Nello specifico si trattava del caso di un contribuente il quale, in seguito ad un accertamento effettuato da parte della Guardia di Finanza, si vedeva destinatario di un provvedimento implicante la non deducibilità di talune fatture, con riferimento sia all’IVA, sia alle altre imposte dirette, sulla base della asserita falsità delle stesse determinata dalla mancanza di sede operativa della società contribuente idonea allo svolgimento dell’attività.
La società, a mezzo del proprio legale rappresentante, adiva la competente Commissione Tributaria Provinciale la quale emetteva sentenza favorevole allo stesso. La questione, tuttavia, veniva portata dinanzi alla Commissione Tributaria Regionale da parte della Amministrazione Finanziaria, la quale confermava la decisione emessa all’esito del primo grado e, pertanto, l’Agenzia delle Entrate proponeva ricorso alla Suprema Corte.
Sulla questione la Corte di Cassazione si pronunciava con l’Ordinanza n. 4117/2022, rigettando le doglianze dell’Amministrazione Finanziaria e specificando che, in tema di IVA, l’Amministrazione Finanziaria che contesti che la fatturazione attenga ad operazioni soggettivamente inesistenti ha l’onere di provare, non solo l’oggettiva fittizietà del fornitore, ma anche la consapevolezza del destinatario che l’operazione si inseriva in una evasione dell’imposta, dimostrando, anche in via presuntiva, in base ad elementi oggettivi e specifici, che il contribuente era a conoscenza, o avrebbe dovuto esserlo, usando l’ordinaria diligenza in ragione della qualità professionale ricoperta, della sostanziale inesistenza del contraente (valorizzando, ad esempio, la circostanza che la prestazione non poteva essere effettivamente resa dal fatturante, perchè sfornito della sia pur minima dotazione personale e strumentale adeguata alla sua esecuzione).

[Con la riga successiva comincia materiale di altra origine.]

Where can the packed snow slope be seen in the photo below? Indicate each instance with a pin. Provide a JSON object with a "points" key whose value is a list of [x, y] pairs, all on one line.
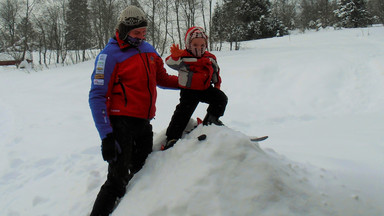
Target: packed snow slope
{"points": [[318, 95]]}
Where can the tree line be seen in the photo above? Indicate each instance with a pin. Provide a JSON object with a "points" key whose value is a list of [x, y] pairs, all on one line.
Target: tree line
{"points": [[62, 30]]}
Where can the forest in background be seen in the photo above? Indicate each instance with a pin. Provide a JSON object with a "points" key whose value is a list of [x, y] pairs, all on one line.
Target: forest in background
{"points": [[71, 31]]}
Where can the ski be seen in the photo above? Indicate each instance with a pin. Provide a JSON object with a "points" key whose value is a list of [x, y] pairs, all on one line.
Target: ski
{"points": [[258, 139]]}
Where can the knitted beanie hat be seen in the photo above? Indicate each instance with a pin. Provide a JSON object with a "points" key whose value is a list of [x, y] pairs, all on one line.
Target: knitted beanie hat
{"points": [[130, 18], [192, 33]]}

Solo in seguito all’assolvimento di tale onere probatorio da parte dell’Agenzia delle Entrate spetterà al contribuente dimostrare di aver adoperato la diligenza massima esigibile da “un operatore accorto” (in tal senso, ex multis Cass., Sez. 5, 30 ottobre 2018, n. 27566; Cass., Sez. 5, 4 febbraio 2020, n. 2483; Cass., Sez. 5, 20 luglio 2020, n. 15369; Cass., Sez. 5, 13 gennaio 2021, n. 336).

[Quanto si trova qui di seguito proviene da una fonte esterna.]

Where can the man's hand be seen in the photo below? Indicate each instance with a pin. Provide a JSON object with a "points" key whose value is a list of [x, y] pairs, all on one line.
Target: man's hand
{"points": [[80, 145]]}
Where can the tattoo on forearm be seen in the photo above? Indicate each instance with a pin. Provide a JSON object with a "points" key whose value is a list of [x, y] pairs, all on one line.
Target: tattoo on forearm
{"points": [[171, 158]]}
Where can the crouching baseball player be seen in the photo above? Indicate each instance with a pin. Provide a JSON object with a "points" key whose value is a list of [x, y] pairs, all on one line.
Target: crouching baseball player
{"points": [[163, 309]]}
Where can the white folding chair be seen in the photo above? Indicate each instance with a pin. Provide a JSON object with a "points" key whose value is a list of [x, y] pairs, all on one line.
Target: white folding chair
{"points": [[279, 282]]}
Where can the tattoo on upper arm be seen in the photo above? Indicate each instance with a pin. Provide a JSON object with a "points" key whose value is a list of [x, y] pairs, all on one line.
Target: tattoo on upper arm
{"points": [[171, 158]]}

Orbene, nella fattispecie, a detta della Suprema Corte, “…il giudice di secondo grado ha accertato l’estraneità della contribuente ad ogni coinvolgimento nelle operazioni soggettivamente inesistenti, valutando l’irrilevanza presuntiva delle circostanze dedotte dall’amministrazione finanziaria in sede di accertamento, in particolare la mancanza di una sede operativa adeguata allo svolgimento dell’attività commerciale e la omissione della tenuta della contabilità. Secondo la sentenza impugnata, infatti, “nella fattispecie in esame, l’unica circostanza valorizzata in sede di accertamento dai verificatori è quella secondo cui la società cedente non aveva “mai avuto una sede operativa adeguata allo svolgimento dell’attività asseritamente svolta, nè tenuto conto della contabilità”; tale circostanza, a giudizio di questa Commissione, è da sè sola inidonea a costituire prova presuntiva dello stato soggettivo del contraente, di “consapevolezza che l’operazione si inseriva in un’evasione dell’imposta””. Difatti, le circostanze poste a base dell’accertamento della polizia tributaria (peraltro, non riprodotte in ricorso ai fini dell’autosufficienza) non sono idonee a presumere la conoscibilità per il contribuente della natura fittizia [dell’attività svolta]…”.